Science and Research Content

San Francisco Declaration on Research Assessment calls for sweeping changes in scientific assessment -

Scientists, journal editors and publishers, scholarly societies, and research funders across many scientific disciplines have posted an international declaration calling on the world scientific community to eliminate the role of the journal impact factor (JIF) in evaluating research for funding, hiring, promotion, or institutional effectiveness. The San Francisco Declaration on Research Assessment, or DORA, was framed by a group of journal editors, publishers, and others convened by the American Society for Cell Biology (ASCB) in December 2012 in San Francisco, during the Society's Annual Meeting.

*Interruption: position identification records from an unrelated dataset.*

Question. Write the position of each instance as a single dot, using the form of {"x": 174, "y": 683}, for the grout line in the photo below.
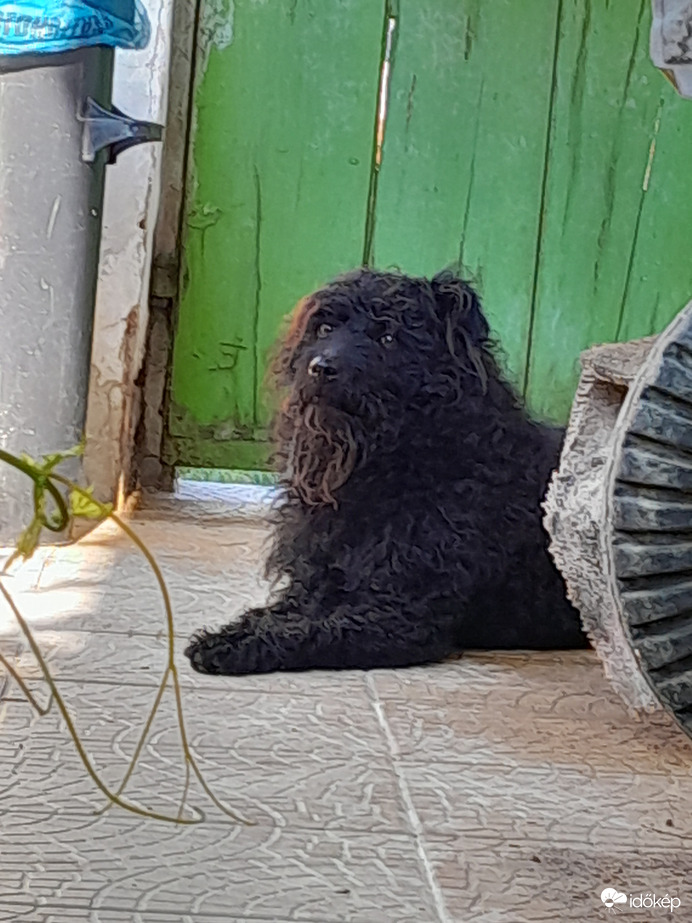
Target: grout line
{"x": 414, "y": 820}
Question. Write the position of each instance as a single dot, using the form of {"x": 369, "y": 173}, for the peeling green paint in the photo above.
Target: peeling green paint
{"x": 535, "y": 143}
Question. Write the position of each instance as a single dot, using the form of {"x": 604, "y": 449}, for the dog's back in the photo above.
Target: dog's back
{"x": 413, "y": 479}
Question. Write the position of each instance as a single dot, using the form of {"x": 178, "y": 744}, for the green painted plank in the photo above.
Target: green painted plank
{"x": 278, "y": 186}
{"x": 660, "y": 278}
{"x": 606, "y": 104}
{"x": 464, "y": 149}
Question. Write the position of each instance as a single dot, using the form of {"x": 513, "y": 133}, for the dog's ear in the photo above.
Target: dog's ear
{"x": 282, "y": 365}
{"x": 459, "y": 308}
{"x": 465, "y": 328}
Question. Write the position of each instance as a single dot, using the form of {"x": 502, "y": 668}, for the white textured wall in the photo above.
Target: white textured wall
{"x": 130, "y": 207}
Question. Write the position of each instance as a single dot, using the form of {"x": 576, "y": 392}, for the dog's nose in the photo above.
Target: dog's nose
{"x": 322, "y": 367}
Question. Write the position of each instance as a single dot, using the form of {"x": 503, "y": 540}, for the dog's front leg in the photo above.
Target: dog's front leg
{"x": 350, "y": 635}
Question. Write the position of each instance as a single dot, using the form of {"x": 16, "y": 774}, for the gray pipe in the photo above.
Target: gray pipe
{"x": 50, "y": 224}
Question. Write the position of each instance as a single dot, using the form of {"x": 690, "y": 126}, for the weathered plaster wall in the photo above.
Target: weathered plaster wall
{"x": 140, "y": 89}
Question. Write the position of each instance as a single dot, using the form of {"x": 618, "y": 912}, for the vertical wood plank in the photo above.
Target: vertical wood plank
{"x": 659, "y": 282}
{"x": 607, "y": 98}
{"x": 277, "y": 195}
{"x": 464, "y": 149}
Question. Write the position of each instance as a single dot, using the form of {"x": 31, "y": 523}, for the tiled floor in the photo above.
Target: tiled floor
{"x": 495, "y": 788}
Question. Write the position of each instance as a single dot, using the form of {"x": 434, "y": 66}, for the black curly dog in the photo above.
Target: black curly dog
{"x": 413, "y": 477}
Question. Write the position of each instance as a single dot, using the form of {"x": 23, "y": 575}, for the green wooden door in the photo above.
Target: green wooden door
{"x": 535, "y": 142}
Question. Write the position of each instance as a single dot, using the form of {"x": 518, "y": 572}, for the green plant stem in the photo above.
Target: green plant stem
{"x": 170, "y": 671}
{"x": 40, "y": 480}
{"x": 86, "y": 762}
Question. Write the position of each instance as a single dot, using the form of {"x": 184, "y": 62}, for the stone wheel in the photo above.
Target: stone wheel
{"x": 648, "y": 518}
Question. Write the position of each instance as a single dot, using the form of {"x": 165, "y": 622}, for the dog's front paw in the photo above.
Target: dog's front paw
{"x": 241, "y": 647}
{"x": 201, "y": 651}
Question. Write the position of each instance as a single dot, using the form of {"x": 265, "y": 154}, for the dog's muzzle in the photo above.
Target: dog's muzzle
{"x": 322, "y": 367}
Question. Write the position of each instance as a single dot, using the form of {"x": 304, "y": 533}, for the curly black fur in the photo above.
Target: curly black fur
{"x": 413, "y": 477}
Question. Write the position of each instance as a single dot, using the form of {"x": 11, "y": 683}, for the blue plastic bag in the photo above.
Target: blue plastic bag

The San Francisco group agreed that the JIF, which ranks scholarly journals by the average number of citations their articles attract in a set period, has become an obsession in world science. Impact factors warp the way that research is conducted, reported, and funded. Over five months of discussion, the San Francisco declaration group moved from an 'insurrection,' in the words of one publisher, against the use of the prominent two-year JIF to a wider reconsideration of scientific assessment.

The DORA statement makes 18 recommendations for change in the scientific culture at all levels - individual scientists, publishers, institutions, funding agencies, and the bibliometric services themselves - to reduce the dominant role of the JIF in evaluating research and researchers and instead to focus on the content of primary research papers, regardless of publication venue.

The declaration is timed to coincide with editorials in scientific journals worldwide including an endorsement of DORA by Bruce Alberts, Editor-in-Chief of Science Magazine in the journal's May 17th issue. Other editors signing DORA represent Journal of Cell Biology (JCB), Traffic, Genetics, eLife, Journal of Cell Science, Aging Cell, Molecular Biology of the Cell (MBoC), BioArchitecture, The EMBO Journal, Journal of Cell Science, Journal of Surfactants & Detergents, Cell Structure & Functions (Japan), Lipids, Genes, Journal of the Electrochemical Society, and Development. A complete list of signatories to date is available at http://www.ascb.org/SFdeclaration.html.

The San Francisco declaration cites studies that outline known defects in the JIF, distortions that skew results within journals, that gloss over differences between fields, and that lump primary research articles in with much more easily cited review articles. Further, the JIF can be 'gamed' by editors and authors, while the data used to compute the JIF 'are neither transparent nor openly available to the public,' according to DORA.